His other recent returns haven't turned out so well. He hasn't been a factor in forever. He hasn't won a major since 2008, although he did earn his 11th PGA Player of the Year award four years ago, when he hoisted five trophies. And now people are saying he looks to be in good form. He's hitting the ball a long way, which was his trademark. So who knows? Maybe it's just a matter of time until he does something noteworthy.

Which, given the feeding frenzy/hype that anything he does or might do attracts, could be making back-to-back birdies.

Yet even if it's back-to-back bogeys, the world will be monitoring each swing. It's what we do. Because we want it to somehow be the way it was, which of course it probably can't.

He moved the needle, to places it's never been before. Phil Mickelson was the only other guy in his era who came close. But he's five years older, and hasn't won anything since the 2013 British Open.
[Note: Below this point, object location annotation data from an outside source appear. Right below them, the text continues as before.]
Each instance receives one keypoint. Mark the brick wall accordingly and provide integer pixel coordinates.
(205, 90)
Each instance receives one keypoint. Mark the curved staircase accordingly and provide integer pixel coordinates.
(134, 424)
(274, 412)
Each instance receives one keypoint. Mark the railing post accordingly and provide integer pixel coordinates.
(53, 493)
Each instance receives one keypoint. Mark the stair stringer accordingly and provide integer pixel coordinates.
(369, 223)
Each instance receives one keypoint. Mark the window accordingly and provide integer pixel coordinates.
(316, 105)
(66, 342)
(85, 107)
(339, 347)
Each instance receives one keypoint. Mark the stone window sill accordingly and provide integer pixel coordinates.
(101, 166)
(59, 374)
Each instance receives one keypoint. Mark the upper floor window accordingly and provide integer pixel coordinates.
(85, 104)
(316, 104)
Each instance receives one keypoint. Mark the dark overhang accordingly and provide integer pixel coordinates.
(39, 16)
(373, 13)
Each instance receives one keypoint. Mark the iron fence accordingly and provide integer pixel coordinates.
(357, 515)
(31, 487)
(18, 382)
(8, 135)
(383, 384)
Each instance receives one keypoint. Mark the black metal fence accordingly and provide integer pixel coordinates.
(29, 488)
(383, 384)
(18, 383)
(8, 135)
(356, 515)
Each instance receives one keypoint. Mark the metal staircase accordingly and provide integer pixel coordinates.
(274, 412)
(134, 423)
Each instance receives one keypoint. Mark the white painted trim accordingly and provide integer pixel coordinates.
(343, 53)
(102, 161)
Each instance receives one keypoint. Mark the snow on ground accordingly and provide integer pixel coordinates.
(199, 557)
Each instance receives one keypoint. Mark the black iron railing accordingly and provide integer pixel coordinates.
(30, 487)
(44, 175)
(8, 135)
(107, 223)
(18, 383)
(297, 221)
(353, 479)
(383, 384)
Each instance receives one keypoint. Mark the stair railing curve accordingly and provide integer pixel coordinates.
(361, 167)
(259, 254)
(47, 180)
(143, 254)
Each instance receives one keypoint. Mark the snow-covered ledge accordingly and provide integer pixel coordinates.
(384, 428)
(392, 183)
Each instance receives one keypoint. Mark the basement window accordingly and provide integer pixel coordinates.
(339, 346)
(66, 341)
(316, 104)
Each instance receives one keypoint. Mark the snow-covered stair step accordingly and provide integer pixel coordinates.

So there's that.

We need Tiger on that wall. We want him on that wall. But it might be too late.

Still, you don't want the enduring picture of him to be that mug shot on Memorial Day when he was arrested in the middle of the night near his Florida home for driving under the influence. He later pleaded guilty to a lesser charge, which allowed him to avoid jail time. Maybe that's all behind him. We're about to find out, once more. For better, or more of the same.

"I've come out on the other side, and I feel fantastic," Woods said earlier this week. "A lot of friends have helped me. I didn't realize how bad my back was. It's hard to imagine I was living that way. I don't have (physical) issues any more …

"I missed playing golf for fun. I didn't realize (how bad it was) because it's been a slow, degrading process. I thought I was playing halfway decent, and I've looked back on it and, man, I didn't even have much at all.

"I'm just looking forward to having a better understanding of where I'm at."

As is the rest of the of the free world. Chances are he can never be that Tiger again. Too much has happened; so much time has passed. But maybe he can contend in a tournament or two over the next whatever.

Or perhaps even win one, which would be the 80th victory of his career and two short of Sam Snead's all-time record. And if he did, how big do you think those headlines would be? Because there's no such thing as too much Tiger. And if he could ever win another major, it would be more seismic than Nicklaus at the 1986 Masters. Which of course seems near-impossible.

There was a time when Tiger's pursuit of Jack's 18 Grand Slam titles was the only chase that mattered. A decade ago, I would have gone all-in on Eldrick. How was I to know life would get in the way? Now I'd just like to see him be a reasonable facsimile of his former self, though even that's probably asking too much. For the better part of two decades, it was his domain. He ruled the landscape. And much of the time it wasn't even a fair fight. Now people get excited if he can play 18 holes without pain and break par. That's the reality.

As fans, we can only hope that's not all there is. In the meantime, follow away. It beats the stuffing out of anything else that golf's silly season has to offer.

It's not as if going down as the second-best golfer in history is the end of the world. Right?